Marie-Josée Jacobs: Das endgültige Programm steht noch nicht fest, da wir auf grünes Licht aus Brüssel warten. Unter anderem wollen wir aufbauen auf den Erfahrungen, die wir im vergangenen Jahr mit der Kampagne “Alle anders, alle gleich” des Europarats gesammelt haben. Auch im Rahmen des Kulturjahrs sollen einige Veranstaltungen dem Kampf gegen Diskriminierung gewidmet sein. Bei einem Projekt handelt es sich um die Schaffung einer “lebendigen Bibliothek”, wo Jugendliche mit Menschen anderer Hautfarbe oder mit einer Behinderung Erfahrungen austauschen können. ¦ Die ethnisch bedingte Diskriminierung ist hier zu Lande kaum von Bedeutung. Täuscht dieser Eindruck? Die jüngste Eurobarometer-Umfrage belegt, dass Fremdenfeindlichkeit in Luxemburg von der Bevölkerung weniger als Problem wahrgenommen wird. Natürlich will niemand behaupten, dass die Integration perfekt verlaufen ist. Allerdings haben wir immer darauf geachtet, die zugewanderten Mitbürger nicht in Ghettos abzugrenzen. Einen wichtigen Beitrag leisten auch Hilfsorganisationen wie die Asti oder der Clae, die sich besonders den Kindern der Zugewanderten annehmen.

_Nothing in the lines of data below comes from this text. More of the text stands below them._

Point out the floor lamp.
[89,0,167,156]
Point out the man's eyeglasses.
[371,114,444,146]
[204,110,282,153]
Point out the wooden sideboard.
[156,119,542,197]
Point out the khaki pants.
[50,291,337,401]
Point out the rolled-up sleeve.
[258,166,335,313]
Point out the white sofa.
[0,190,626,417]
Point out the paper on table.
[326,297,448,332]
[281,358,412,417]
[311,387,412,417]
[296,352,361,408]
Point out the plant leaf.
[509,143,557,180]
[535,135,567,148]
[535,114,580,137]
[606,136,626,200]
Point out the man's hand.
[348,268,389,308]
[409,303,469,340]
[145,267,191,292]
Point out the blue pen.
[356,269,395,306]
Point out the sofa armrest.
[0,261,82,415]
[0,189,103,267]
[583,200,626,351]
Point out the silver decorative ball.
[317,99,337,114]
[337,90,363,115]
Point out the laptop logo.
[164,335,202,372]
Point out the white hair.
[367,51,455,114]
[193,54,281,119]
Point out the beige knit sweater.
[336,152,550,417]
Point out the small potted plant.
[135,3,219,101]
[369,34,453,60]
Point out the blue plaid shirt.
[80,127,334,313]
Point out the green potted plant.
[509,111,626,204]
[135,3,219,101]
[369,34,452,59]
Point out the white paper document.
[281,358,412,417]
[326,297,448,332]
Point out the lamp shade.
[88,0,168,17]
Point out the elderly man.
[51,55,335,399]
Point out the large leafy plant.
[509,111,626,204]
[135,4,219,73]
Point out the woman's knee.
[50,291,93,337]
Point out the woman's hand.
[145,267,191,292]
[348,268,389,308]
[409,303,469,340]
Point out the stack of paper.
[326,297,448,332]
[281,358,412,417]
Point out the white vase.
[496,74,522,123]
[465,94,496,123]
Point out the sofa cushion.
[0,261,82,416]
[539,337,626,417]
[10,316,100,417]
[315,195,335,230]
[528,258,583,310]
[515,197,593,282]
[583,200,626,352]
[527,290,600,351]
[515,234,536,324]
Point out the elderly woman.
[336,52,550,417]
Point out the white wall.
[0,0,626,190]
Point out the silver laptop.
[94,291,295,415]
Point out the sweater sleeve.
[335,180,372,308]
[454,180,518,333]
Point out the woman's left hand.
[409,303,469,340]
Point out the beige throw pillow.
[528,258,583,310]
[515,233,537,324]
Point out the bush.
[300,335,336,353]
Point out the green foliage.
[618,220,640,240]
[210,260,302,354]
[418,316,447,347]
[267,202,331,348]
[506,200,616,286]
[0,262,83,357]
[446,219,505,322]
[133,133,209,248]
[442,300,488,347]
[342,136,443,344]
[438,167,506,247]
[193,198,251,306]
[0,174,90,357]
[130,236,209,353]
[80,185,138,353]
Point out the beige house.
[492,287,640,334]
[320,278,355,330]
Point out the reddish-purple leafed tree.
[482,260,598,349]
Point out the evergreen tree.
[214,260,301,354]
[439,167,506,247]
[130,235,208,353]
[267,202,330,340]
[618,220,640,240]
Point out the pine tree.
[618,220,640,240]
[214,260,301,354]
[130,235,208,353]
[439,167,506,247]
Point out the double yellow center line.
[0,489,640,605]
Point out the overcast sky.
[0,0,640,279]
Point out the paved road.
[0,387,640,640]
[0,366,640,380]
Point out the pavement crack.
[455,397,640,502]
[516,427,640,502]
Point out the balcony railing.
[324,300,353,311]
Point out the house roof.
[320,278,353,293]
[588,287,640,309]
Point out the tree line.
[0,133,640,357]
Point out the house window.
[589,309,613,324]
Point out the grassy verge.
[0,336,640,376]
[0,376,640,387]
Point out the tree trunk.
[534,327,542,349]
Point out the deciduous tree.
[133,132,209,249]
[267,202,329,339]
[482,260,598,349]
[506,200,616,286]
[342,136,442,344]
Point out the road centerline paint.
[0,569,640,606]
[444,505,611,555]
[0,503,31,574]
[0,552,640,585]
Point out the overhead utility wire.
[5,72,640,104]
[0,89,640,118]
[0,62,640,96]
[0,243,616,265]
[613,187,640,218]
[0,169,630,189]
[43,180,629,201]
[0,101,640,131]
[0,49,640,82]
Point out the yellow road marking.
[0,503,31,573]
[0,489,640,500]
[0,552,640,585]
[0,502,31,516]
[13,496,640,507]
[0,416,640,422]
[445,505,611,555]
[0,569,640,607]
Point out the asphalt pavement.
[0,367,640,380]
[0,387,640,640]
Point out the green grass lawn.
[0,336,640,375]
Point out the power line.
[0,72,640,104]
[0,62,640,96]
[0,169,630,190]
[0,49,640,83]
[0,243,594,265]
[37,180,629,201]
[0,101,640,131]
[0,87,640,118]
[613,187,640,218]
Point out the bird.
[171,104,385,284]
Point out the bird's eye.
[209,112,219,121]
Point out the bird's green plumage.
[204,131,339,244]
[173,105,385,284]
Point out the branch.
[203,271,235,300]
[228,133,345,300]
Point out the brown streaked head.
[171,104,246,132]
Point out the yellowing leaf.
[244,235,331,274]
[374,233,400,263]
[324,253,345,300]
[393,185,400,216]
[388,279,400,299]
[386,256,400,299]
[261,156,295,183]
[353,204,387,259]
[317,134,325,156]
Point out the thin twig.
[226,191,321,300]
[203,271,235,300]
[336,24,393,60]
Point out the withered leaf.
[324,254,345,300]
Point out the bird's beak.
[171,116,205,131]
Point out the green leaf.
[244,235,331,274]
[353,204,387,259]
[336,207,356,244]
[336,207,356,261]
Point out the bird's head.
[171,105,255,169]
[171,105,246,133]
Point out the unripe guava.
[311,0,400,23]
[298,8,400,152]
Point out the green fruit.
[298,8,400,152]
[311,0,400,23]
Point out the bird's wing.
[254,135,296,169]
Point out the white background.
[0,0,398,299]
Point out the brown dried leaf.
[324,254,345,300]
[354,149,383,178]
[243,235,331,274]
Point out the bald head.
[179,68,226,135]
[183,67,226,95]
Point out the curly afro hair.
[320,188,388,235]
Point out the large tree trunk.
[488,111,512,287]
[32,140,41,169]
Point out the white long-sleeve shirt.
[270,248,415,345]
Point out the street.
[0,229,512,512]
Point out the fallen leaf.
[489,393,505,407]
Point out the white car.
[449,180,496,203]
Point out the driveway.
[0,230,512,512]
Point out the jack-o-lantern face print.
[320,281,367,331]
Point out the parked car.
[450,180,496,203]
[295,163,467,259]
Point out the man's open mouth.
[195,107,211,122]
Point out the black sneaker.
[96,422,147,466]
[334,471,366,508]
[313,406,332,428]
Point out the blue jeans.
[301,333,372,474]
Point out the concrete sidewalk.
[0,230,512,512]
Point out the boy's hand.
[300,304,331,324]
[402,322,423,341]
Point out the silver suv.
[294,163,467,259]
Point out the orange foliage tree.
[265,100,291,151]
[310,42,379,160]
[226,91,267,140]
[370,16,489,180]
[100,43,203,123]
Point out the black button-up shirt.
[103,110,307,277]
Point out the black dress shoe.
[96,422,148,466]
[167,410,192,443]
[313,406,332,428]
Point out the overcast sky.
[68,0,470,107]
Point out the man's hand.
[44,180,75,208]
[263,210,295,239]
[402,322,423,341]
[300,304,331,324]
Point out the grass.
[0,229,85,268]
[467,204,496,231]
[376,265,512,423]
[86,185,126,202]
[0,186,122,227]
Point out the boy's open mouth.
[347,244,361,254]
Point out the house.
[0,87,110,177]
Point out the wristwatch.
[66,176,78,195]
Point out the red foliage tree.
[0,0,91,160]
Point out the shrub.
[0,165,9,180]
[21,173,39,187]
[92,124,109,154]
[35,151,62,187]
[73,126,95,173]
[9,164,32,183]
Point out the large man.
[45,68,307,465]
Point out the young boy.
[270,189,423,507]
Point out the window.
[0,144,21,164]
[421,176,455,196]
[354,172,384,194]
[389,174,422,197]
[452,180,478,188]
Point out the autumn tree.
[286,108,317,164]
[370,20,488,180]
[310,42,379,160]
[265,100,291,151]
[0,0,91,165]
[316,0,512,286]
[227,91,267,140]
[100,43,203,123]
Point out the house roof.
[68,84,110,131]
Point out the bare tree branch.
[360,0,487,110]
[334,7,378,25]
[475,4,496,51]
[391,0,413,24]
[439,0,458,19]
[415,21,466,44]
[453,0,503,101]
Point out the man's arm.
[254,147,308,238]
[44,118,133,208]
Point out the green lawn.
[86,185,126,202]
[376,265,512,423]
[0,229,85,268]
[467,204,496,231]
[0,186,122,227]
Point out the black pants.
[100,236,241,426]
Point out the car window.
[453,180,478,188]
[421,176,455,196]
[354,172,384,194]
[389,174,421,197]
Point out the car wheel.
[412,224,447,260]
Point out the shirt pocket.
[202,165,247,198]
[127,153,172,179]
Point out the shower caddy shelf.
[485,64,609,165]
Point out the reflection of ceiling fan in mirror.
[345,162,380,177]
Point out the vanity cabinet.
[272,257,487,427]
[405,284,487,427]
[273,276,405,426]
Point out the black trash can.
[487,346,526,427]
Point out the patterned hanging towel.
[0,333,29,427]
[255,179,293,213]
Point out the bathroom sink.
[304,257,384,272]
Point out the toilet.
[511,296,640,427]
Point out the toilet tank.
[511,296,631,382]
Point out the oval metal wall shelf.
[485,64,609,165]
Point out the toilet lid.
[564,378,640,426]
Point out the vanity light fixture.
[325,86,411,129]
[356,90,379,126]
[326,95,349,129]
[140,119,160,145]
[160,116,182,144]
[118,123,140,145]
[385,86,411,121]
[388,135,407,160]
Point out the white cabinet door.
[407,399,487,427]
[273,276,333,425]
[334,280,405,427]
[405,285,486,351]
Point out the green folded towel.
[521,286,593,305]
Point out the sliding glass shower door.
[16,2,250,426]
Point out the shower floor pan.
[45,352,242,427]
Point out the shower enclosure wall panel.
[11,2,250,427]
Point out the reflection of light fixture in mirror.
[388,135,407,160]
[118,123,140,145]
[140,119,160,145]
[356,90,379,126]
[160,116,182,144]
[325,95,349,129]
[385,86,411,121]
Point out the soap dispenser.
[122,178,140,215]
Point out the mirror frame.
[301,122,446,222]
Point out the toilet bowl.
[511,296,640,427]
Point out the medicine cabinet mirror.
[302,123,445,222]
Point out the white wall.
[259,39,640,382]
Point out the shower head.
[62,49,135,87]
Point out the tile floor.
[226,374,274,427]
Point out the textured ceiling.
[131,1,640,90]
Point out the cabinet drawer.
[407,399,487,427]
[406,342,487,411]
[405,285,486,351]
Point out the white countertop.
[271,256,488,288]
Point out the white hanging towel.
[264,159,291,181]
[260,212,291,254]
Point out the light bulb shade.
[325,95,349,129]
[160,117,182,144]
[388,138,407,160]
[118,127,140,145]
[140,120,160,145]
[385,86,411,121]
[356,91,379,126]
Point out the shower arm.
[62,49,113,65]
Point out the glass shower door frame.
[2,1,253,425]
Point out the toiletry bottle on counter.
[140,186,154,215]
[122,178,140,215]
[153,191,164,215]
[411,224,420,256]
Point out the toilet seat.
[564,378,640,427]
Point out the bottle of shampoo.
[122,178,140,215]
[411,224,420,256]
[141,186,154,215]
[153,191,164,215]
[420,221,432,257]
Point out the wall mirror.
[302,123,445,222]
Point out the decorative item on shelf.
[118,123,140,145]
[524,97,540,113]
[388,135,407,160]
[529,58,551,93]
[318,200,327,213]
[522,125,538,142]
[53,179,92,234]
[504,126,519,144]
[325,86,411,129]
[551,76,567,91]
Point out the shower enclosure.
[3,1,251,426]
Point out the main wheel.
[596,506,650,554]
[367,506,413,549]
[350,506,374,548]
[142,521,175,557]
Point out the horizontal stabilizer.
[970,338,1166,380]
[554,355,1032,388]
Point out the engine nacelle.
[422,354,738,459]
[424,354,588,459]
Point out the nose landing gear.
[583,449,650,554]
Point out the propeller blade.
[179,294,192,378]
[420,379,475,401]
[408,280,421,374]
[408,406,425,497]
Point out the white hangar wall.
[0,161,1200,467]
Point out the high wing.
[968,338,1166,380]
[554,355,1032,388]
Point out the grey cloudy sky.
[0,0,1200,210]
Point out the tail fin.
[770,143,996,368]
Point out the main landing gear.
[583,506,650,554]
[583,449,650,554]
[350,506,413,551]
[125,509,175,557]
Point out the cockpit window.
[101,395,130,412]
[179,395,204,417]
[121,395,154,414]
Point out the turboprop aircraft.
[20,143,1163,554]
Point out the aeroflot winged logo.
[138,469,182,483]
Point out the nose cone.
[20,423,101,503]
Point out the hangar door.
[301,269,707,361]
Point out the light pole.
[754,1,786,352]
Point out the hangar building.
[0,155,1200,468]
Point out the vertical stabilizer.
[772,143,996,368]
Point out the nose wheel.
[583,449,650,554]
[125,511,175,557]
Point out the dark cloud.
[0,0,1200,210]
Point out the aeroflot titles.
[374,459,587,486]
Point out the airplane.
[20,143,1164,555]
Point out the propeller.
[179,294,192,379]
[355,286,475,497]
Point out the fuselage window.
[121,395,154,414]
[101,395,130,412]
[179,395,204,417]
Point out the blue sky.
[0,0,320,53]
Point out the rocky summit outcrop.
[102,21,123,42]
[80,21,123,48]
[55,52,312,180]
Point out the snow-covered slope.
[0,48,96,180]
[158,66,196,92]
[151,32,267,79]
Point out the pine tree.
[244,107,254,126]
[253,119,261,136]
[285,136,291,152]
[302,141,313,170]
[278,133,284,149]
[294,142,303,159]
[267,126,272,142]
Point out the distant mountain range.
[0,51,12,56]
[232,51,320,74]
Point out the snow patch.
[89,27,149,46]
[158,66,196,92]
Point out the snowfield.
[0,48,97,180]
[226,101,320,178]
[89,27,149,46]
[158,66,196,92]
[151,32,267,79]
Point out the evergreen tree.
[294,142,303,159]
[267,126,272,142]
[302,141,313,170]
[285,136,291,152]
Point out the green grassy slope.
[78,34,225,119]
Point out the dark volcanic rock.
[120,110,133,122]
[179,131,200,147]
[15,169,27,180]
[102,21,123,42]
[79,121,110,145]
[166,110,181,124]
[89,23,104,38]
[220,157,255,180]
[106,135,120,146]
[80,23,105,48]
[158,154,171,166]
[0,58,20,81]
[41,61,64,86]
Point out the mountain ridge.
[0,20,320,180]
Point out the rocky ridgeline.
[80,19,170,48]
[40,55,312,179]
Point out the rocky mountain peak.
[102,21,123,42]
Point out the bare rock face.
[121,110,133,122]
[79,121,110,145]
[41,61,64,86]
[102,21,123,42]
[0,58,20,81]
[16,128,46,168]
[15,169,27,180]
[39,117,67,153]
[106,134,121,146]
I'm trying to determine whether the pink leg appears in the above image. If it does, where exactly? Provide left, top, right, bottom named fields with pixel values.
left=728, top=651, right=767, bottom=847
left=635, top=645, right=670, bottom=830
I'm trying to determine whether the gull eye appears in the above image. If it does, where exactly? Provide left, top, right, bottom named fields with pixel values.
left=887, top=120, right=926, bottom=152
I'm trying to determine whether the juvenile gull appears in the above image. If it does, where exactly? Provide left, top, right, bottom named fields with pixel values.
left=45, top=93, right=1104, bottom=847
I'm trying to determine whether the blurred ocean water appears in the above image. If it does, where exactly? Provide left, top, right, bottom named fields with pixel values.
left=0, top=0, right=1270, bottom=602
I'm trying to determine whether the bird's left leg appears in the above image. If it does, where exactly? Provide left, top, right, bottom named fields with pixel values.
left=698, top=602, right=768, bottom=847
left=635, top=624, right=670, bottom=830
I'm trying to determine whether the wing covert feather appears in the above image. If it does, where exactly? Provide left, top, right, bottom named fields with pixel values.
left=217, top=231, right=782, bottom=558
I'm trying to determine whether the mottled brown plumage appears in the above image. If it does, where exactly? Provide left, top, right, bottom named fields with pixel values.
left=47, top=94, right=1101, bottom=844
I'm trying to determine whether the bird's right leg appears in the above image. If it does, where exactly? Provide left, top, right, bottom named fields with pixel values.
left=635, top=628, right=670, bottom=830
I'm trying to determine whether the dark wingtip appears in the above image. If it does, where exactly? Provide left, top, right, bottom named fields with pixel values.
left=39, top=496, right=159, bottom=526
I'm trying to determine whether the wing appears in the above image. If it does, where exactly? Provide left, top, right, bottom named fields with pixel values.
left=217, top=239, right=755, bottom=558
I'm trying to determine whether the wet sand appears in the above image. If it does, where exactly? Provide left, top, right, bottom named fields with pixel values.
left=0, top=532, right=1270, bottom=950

d’Wort: Dabei sind es doch gerade die nicht luxemburgischen Kinder, die unser Bildungssystem nach wie vor ausgrenzt.

Marie-Josée Jacobs: Die Schule kann einfach nicht alles leisten. Deshalb ist es wichtig, bereits im Vorfeld und in der Schulumgebung anzusetzen, was wir mit den Maisons-relais versuchen. Auch die Jugendvereine und die Jugendhäuser spielen eine Rolle. Die jungen Leute ausländischer Herkunft sollen sich bewusst sein, dass wir ihnen nicht die luxemburgische Identität überstülpen wollen, sondern sie sehr wohl ihre Wurzeln bewahren sollen.

d’Wort: Mit erheblicher Verspätung hat das Großherzogtum im vergangenen Jahr endlich die beiden Antidiskriminierungsrichtlinien umgesetzt. Haben wir unsere legislativen Hausaufgaben nun getan?

Marie-Josée Jacobs: Ich denke schon. Nun müssen wir dafür sorgen, dass sich die Bürger ihrer neuen Rechte bewusst werden. Per Broschüre wollen wir ihnen mitteilen, dass künftig auch die Zivil- und die Arbeitsgerichte mit Fällen von Diskriminierung befasst werden können. Auch über die Umkehr der Beweislast wollen wir sie aufklären. An der Schaffung der Schiedsstelle wird ebenfalls gearbeitet. Auch wenn wir bei der Umsetzung der Direktiven in Verzug geraten sind: Unsere Gesetzgebung entsprach bereits in der Vergangenheit in weiten Teilen den von der EU geforderten Mindeststandards.